Neuronal Pentraxin 2 as a Potential Biomarker for Nusinersen Therapy Response in Adults with Spinal Muscular Atrophy: A Pilot Study

Biomedicines 2025, 13(8), 1821; https://doi.org/10.3390/biomedicines13081821
by Svenja Neuhoff, Linda-Isabell Schmitt, Kai Christine Liebig, Stefanie Hezel, Nick Isana Tilahun, Christoph Kleinschnitz, Markus Leo and Tim Hagenacker *
Reviewer 2: Anonymous
Biomedicines 2025, 13(8), 1821; https://doi.org/10.3390/biomedicines13081821
Submission received: 24 June 2025 / Revised: 17 July 2025 / Accepted: 23 July 2025 / Published: 25 July 2025
(This article belongs to the Section Neurobiology and Clinical Neuroscience)

Round 1

Reviewer 1 Report

Comments and Suggestions for Authors

Review of the Manuscript: “Neuronal Pentraxin 2 as a Potential Biomarker for Nusinersen Therapy Response in Adults with Spinal Muscular Atrophy: A Pilot Study

This manuscript presents a case-control study utilizing proteomics to identify potential bio-markers that may help predict or objectively assess treatment response in patients with spinal muscular atrophy (SMA) undergoing Nusinersen therapy. 

Overall, the study is well-written and contributes valuable insights into the biological response to Nusinersen therapy. It holds promise for future efforts to stratify responders from non-responders. The manuscript has been reviewed in accordance with the STROBE guidelines for case-control studies. Below are minor and major suggestions for improvement:

Minor Revisions
- Include a clear description of the study design in the Methods section.
- Provide details on the selection criteria for healthy controls.
- Explain the rationale for the study size and include a power calculation.

Major Revision
- Discuss the potential impact of the study population being predominantly composed of SMA type 3 patients. Specifically, elaborate on the statement: “Furthermore, the dynamics of NPTX2 should be interpreted in light of the overall low dis-ease dynamics in our cohort, predominantly consisting of SMA type 3, characterized by long disease duration and a slow rate of clinical progression.”

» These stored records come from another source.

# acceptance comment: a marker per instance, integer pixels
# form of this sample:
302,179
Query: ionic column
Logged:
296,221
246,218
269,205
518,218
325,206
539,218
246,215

- Clarify why CNTN5, ANTXR1, and NPTX2 are not represented in the heat map (Figure 2a).

- In the Results section, the sentence: “In serum, the NPTX2 concentration showed no differences between pwSMA and controls (Figure 3c), nor between SMA Improvers and SMA Non-Improvers at T0 or T1 (Figure 3d),”  would be clearer if moved further down, after presenting the following finding: "The NPTX2 serum level was higher at T2 in SMA Non-Improvers than in SMA Improvers (z=-2.030, p=0.48, n=12) (Figure 3d). It increased in all 5 SMA Non-Improvers from T0 to T2 and decreased in 5 of 6 SMA Improvers from T0 to T2, thus NPTX2 serum levels did not change over time across all pwSMA (Figure 3c) and the NPTX2 concentration showed no differences between pwSMA and controls (Figure 3c), nor between SMA Improvers and SMA Non-Improvers at T0 or T1(Figure 3d).”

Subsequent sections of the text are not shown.